13th Forum for Research on the Languages of Scotland and Ulster conference, Ludwig-Maximilians-Universität München, Munich, Germany
(with David Wheatley)
In this paper we address the long-standing question of how the distinction between fortis and lenis consonants arose and functioned in Old Irish, and how it is reflected in the present-day Gaelic languages. We report an empirical study of early-twentieth-century Donegal Irish recordings from the Doegen collection. The results show that fortis sonorants (traditionally written /L/ and /N/) displayed significantly greater duration than the equivalent lenis sonorants (/l/ and /n/) both word-medially and word-finally, suggesting that the fortis/lenis distinction did correspond to a duration distinction.
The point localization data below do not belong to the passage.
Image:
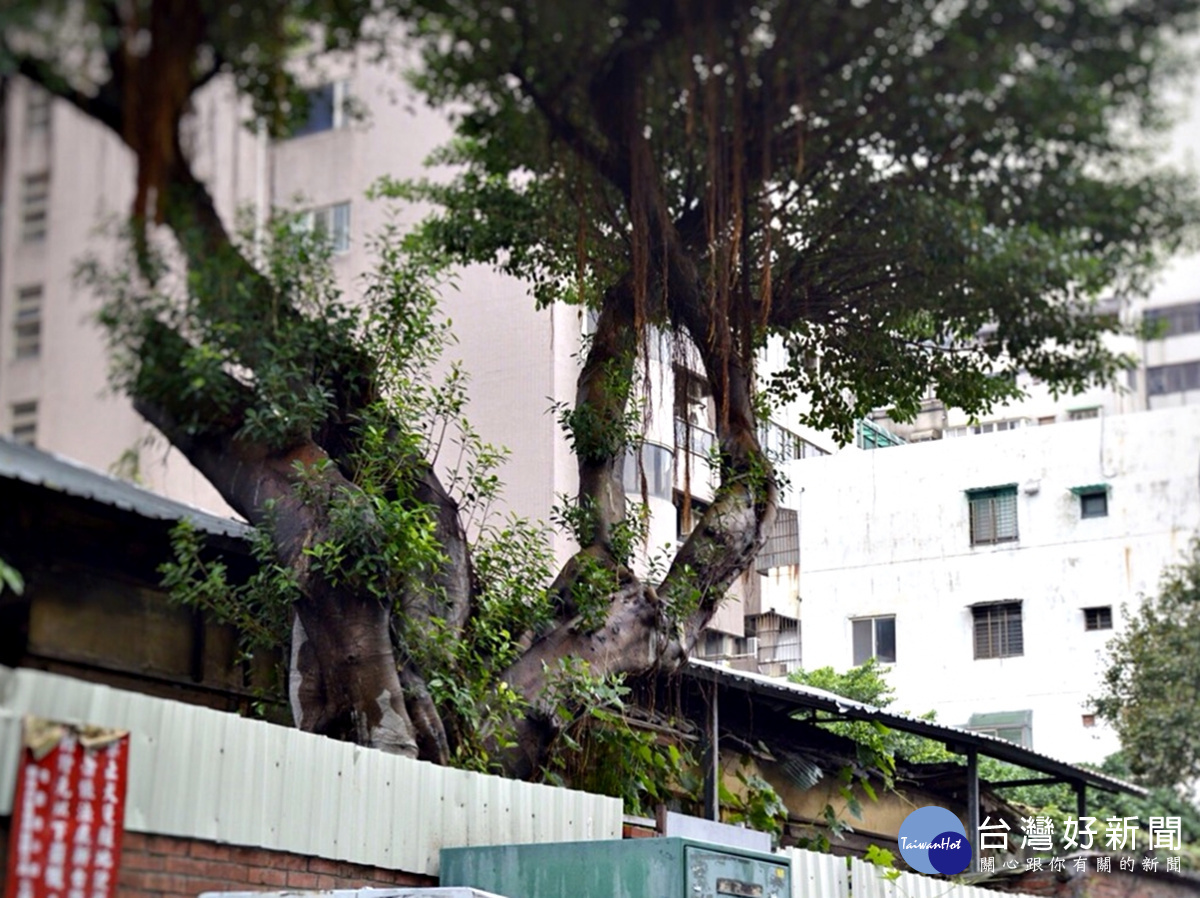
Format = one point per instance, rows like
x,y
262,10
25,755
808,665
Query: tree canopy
x,y
1151,692
911,197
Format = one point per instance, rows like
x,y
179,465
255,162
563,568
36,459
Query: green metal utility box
x,y
622,868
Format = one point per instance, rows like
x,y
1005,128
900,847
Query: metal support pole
x,y
713,776
973,804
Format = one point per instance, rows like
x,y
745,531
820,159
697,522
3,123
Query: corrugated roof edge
x,y
53,472
805,696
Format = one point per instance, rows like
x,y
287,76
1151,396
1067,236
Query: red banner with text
x,y
69,812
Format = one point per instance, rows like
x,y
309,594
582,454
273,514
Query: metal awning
x,y
790,698
53,472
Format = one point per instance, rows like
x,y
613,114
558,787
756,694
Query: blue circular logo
x,y
933,840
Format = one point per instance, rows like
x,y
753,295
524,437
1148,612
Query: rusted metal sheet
x,y
203,773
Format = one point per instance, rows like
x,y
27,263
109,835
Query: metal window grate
x,y
993,515
1098,618
35,197
24,423
783,546
28,323
1093,504
874,638
997,630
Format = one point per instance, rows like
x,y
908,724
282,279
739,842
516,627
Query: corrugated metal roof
x,y
202,773
53,472
796,696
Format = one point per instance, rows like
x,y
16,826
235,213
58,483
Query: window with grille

Furthermore, ‘voiceless’ stops /p t k/ displayed significantly greater duration than ‘voiced stops’ /b d g/. The magnitude of the effect suggests that the voiced/voiceless contrast in stops during this period was an aspiration contrast, with postvocalic voiceless stops showing preaspiration (Ní Chasaide 1986; Iosad 2020).
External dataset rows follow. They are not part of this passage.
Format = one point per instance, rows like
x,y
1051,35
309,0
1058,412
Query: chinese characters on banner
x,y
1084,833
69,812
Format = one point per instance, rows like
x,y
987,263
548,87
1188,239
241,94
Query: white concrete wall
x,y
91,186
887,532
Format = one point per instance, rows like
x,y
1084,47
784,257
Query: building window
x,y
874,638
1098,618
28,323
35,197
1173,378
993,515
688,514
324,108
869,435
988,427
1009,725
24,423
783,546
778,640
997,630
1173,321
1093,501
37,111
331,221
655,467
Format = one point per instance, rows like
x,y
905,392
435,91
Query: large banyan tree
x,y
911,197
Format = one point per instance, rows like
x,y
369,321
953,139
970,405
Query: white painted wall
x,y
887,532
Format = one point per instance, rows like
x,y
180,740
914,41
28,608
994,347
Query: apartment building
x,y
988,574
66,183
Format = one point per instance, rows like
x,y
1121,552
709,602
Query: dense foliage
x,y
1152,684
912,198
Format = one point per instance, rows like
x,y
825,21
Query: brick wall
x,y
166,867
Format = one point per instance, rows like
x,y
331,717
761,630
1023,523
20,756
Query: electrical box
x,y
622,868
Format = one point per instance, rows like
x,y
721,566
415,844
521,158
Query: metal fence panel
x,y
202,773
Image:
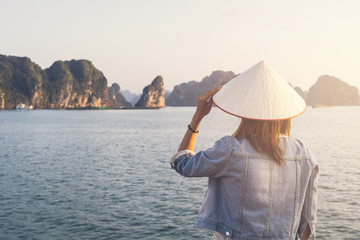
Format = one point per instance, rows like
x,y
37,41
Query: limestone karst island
x,y
78,84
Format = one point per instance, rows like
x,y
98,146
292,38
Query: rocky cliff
x,y
66,84
21,80
332,91
153,95
186,94
116,99
76,84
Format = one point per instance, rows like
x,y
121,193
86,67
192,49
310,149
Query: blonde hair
x,y
264,135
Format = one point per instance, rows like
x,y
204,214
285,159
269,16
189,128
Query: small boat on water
x,y
22,106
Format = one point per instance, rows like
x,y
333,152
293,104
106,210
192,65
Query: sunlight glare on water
x,y
106,174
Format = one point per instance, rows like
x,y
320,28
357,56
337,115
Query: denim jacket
x,y
249,195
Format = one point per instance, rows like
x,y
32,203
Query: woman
x,y
262,182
There has been a longstanding dispute surrounding the ordering and relationship of lenition and degemination in the Gaelic languages, how duration and fortis/lenis status interacted in the Old Irish period, and how these changes led to synchronic phonemic distinctions in Old Irish and the modern Gaelic languages. In particular, it is unclear whether postvocalic stops Old Irish showed a length distinction, and how the length distinction related to the fortis/lenis distinction in the sonorants. For both Old Irish (Thurneysen 1946) and Donegal Modern Irish (Quiggin 1906; Wagner 1958–1969) it has been suggested that both stops and sonorants were lengthened after a short vowel (cross-cutting the laryngeal contrast in stops), although these accounts are disputed (Greene 1956).
Our results suggest that there was no across-the-board fortition in Donegal Irish: in stops, duration follows laryngeal contrast, and in sonorants it follows the fortis/lenis distinction. We explore the dialectological and historical implications of this result.